Ils n’ont pas toujours été d’accord, notamment sur la crise nationaliste d’avant-1954, la conduite de la guerre d’indépendance ou la crise de l’après-1962.
Mais leur entente reposait sur l’essentiel : l’attachement à la démocratie et à la morale en politique, leur opposition à la « rapine » dans l’exercice de la politique.
Lorsque Aït Ahmed s’éteint le 23 décembre 2015, Mohammed Harbi tient à saluer une dernière fois son ami. Il écrit alors une lettre qui sera lue en son nom lors de la soirée d’hommage à Ait-Ahmed à Lausanne.
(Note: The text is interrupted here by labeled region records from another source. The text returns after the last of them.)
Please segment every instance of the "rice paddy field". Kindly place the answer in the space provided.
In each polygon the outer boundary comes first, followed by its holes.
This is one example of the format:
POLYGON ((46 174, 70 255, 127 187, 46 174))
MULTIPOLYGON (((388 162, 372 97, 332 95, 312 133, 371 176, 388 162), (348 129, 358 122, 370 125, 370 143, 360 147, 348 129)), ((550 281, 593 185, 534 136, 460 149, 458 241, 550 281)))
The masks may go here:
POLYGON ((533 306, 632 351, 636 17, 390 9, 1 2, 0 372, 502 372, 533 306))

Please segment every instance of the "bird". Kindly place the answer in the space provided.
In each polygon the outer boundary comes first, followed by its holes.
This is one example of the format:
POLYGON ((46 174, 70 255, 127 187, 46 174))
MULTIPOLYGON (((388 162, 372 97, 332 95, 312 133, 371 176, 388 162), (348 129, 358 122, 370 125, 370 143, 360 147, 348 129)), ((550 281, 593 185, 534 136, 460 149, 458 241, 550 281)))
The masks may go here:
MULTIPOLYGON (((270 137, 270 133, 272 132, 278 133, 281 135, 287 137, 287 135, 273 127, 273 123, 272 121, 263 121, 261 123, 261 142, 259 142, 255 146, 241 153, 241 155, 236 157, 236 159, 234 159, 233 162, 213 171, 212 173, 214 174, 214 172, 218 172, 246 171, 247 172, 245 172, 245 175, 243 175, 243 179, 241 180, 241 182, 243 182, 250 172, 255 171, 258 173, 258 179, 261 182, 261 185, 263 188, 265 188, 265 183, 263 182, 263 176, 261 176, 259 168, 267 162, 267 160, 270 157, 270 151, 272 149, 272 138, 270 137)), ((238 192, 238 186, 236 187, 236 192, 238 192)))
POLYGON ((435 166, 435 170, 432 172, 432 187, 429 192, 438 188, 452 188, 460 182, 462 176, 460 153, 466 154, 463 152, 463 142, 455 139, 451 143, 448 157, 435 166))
En voici le texte intégral :

Adieu Hocine !
Vaincu par les injures du temps, Hocine Aït Ahmed nous a laissé en legs sa ténacité dans le combat pour une Algérie démocratique.
Mon état de santé ne me permet pas d’être parmi vous, aujourd’hui, pour évoquer les péripéties de notre combat commun, marqué parfois par des différences d’analyse et de pratique. Entre nous, la volonté du dialogue en toute amitié et courtoisie a toujours prévalu sur les joutes de mauvais aloi.
Nous convenions que la rupture inauguratrice du monde moderne n’a pas été consommée dans notre pays. La voie empruntée par les esprits éclairés du nationalisme algérien - à savoir sortir de la tradition sans en avoir l’air, sans une critique radicale des pesanteurs sociales et sans un véritable aggiornamento religieux - s’est avérée impraticable, d’où un retour dans le champ politique des forces obscures et des représentations du passé. Ce constat est toujours d’actualité, et il est faux de croire que nous pouvons lui donner une suite heureuse sans faire fi de nos échecs et du caractère de fureur et de brutalisation qui marque notre trajectoire politique.
Hocine l’avait bien compris, mais déminer le champ politique n’était pas une tâche aisée. Continuons le déminage en lui rendant hommage.
Mohammed Harbi.
Paris, le 29 décembre 2015.

Lettre publiée par Youssef Zerarka, dans Huffington Post Algérie le 15 janvier 2016.